Gesellschafterstreit in der GmbH: Rechtslage, Fristen und anwaltliche Begleitung für den Mittelstand – BRANDT & FALK, München & Berlin.

Ein Logistikunternehmen in der Rechtsform einer GmbH steht häufig unter erheblichem operativem Druck: enge Margen, hohe Fixkosten für Fuhrpark und Lagerkapazitäten, volatile Kraftstoffpreise und ein chronisch angespannter Arbeitsmarkt für Fahrer und Disponenten. Wenn in diesem Umfeld die Gesellschafter in einen handfesten Streit geraten, addieren sich juristische Risiken zu den ohnehin belastenden wirtschaftlichen Realitäten – und die Folgen können den Bestand des Unternehmens gefährden.

Gesellschafterstreitigkeiten in einer Logistik-GmbH unterliegen dem allgemeinen Recht der Gesellschaft mit beschränkter Haftung nach dem GmbHG. Entscheidend sind die im Gesellschaftsvertrag vereinbarten Mehrheitsverhältnisse, Einziehungs- und Abfindungsklauseln sowie die Regelungen zur Geschäftsführerbestellung und -abberufung. Handlungsoptionen reichen von der Einberufung einer außerordentlichen Gesellschafterversammlung über die Einziehung von Geschäftsanteilen bis hin zur Auflösungsklage; die Wahl des richtigen Instruments ist im Einzelfall anwaltlich zu prüfen.

Dieser Branchenreport analysiert die typischen Konfliktmuster in Logistik-GmbHs, ordnet den einschlägigen Rechtsrahmen ein und zeigt auf, welche Weichenstellungen – im Gesellschaftsvertrag, in der Geschäftsführung und in der operativen Struktur – die größten Risiken produzieren.

Warum Logistik-GmbHs besonders streitanfällig sind

Die Logistikbranche verbindet strukturelle Eigenschaften, die Gesellschafterkonflikte begünstigen: kapitalintensive Infrastruktur trifft auf dünne Margen, und Familienunternehmen mit historisch gewachsenen Gesellschafterkreisen stehen neben Konstellationen, in denen externe Investoren oder frühere Mitarbeiter Anteile erworben haben. Wer die Branchenspezifika nicht kennt, unterschätzt, wie rasch betriebliche Meinungsverschiedenheiten in rechtliche Eskalation umschlagen.

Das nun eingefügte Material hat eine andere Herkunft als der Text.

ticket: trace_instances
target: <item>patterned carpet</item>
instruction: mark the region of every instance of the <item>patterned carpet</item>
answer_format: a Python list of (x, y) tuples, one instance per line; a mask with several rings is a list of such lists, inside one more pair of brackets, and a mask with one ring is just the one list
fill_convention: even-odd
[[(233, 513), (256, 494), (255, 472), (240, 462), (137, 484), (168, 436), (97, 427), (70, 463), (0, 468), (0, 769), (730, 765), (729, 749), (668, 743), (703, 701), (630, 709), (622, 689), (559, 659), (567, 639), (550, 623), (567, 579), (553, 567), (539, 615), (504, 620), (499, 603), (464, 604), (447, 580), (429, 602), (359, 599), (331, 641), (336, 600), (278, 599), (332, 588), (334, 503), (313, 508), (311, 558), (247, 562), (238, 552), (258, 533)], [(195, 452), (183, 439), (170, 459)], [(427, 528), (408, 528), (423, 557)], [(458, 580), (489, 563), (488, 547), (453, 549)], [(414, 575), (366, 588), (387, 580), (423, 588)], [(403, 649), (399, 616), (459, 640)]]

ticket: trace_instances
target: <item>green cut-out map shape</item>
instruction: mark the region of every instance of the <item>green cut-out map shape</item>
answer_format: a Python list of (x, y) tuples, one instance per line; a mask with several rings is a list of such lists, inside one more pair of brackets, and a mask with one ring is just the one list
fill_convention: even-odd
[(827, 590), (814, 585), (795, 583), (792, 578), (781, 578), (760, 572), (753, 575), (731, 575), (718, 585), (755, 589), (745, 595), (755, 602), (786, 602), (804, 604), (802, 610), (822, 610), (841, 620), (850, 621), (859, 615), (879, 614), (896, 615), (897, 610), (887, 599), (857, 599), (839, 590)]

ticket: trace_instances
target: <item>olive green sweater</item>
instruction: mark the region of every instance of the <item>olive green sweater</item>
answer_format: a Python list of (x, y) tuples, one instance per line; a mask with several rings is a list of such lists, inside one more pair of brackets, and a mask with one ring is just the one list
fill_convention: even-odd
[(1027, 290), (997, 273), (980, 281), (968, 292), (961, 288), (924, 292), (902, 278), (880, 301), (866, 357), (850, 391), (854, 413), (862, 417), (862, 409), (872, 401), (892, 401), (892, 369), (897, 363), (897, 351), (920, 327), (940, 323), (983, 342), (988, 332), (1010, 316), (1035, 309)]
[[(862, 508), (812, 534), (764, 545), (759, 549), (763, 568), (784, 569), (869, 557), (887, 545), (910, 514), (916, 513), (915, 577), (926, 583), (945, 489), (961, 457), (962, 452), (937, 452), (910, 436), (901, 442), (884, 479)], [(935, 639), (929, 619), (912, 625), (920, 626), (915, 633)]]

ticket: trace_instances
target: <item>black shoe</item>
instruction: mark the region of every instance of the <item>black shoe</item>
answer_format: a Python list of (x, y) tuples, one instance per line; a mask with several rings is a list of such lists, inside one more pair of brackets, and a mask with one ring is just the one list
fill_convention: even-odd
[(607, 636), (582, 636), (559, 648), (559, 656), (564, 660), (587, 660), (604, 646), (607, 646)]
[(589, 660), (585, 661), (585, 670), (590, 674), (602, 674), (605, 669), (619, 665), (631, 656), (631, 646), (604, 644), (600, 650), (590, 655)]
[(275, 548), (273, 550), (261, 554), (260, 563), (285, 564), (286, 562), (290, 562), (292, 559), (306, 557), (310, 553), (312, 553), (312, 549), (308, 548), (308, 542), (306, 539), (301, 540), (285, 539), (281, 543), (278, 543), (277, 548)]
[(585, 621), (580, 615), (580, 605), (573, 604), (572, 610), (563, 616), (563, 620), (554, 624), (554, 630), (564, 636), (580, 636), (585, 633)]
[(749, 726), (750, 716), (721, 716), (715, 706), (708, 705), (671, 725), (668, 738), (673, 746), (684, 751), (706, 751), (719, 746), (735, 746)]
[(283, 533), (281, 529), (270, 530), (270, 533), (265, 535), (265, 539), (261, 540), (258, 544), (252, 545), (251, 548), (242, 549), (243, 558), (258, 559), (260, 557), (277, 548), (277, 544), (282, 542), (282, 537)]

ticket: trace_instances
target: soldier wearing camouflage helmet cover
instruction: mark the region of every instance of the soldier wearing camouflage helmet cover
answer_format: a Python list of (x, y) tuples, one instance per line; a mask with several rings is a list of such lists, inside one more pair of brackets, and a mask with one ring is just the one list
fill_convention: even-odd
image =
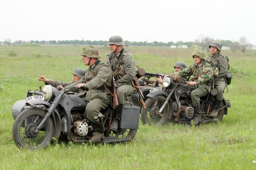
[(50, 85), (58, 88), (59, 85), (63, 87), (68, 85), (80, 80), (85, 73), (85, 70), (81, 68), (77, 68), (73, 73), (73, 78), (72, 82), (63, 82), (54, 80), (48, 79), (43, 76), (39, 76), (39, 81), (43, 81), (45, 85)]
[(116, 80), (118, 102), (118, 106), (114, 110), (114, 118), (110, 127), (111, 130), (115, 131), (121, 118), (125, 97), (136, 92), (131, 82), (135, 77), (136, 66), (132, 55), (124, 50), (123, 46), (124, 43), (121, 36), (110, 37), (108, 45), (111, 51), (108, 57)]
[(200, 98), (209, 94), (213, 75), (212, 67), (208, 63), (205, 62), (205, 54), (203, 51), (196, 51), (192, 57), (195, 63), (179, 71), (178, 75), (182, 77), (191, 75), (194, 77), (190, 80), (188, 85), (193, 89), (190, 94), (194, 109), (193, 122), (194, 125), (197, 125), (201, 119)]
[[(104, 136), (105, 129), (103, 122), (100, 121), (98, 123), (94, 117), (100, 113), (100, 110), (107, 108), (110, 104), (110, 94), (103, 85), (111, 89), (112, 72), (109, 66), (99, 60), (100, 57), (98, 50), (91, 47), (86, 48), (81, 55), (84, 65), (88, 66), (89, 68), (82, 79), (65, 86), (65, 88), (76, 86), (78, 88), (77, 95), (89, 102), (85, 108), (85, 115), (94, 123), (95, 131), (90, 140), (93, 142), (98, 142)], [(85, 86), (84, 91), (80, 89), (82, 86)]]
[(228, 72), (228, 62), (224, 55), (220, 53), (222, 44), (218, 41), (213, 41), (209, 45), (210, 54), (208, 60), (211, 61), (214, 71), (214, 88), (217, 90), (213, 109), (210, 115), (217, 117), (218, 108), (223, 98), (223, 91), (226, 87), (224, 76)]

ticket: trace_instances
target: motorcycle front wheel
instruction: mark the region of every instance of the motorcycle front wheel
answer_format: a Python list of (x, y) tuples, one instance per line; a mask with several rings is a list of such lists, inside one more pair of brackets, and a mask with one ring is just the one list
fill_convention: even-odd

In der Mandatspraxis sehen wir bei Logistik-GmbHs regelmäßig drei Konfliktauslöser, die sich von anderen Branchen abheben. Erstens: Investitionsentscheidungen über Fahrzeugflotte und Lagerstandorte binden langfristig Kapital, führen aber kurzfristig zu Liquiditätsengpässen – und damit zu Streit über Gewinnverwendung versus Thesaurierung. Zweitens: Subunternehmerstrukturen verschleiern Abhängigkeiten; ein Gesellschafter, der zugleich als Subunternehmer auftritt, gerät in Interessenkonflikte, die gesellschaftsrechtlich als Treuepflichtverletzung relevant werden können. Drittens: Digitalisierungsinvestitionen in Telematik, Tourenoptimierung und Lagerverwaltungssysteme spalten oft die Gesellschaftergruppen entlang von Generationen- oder Risikobereitschaftslinien.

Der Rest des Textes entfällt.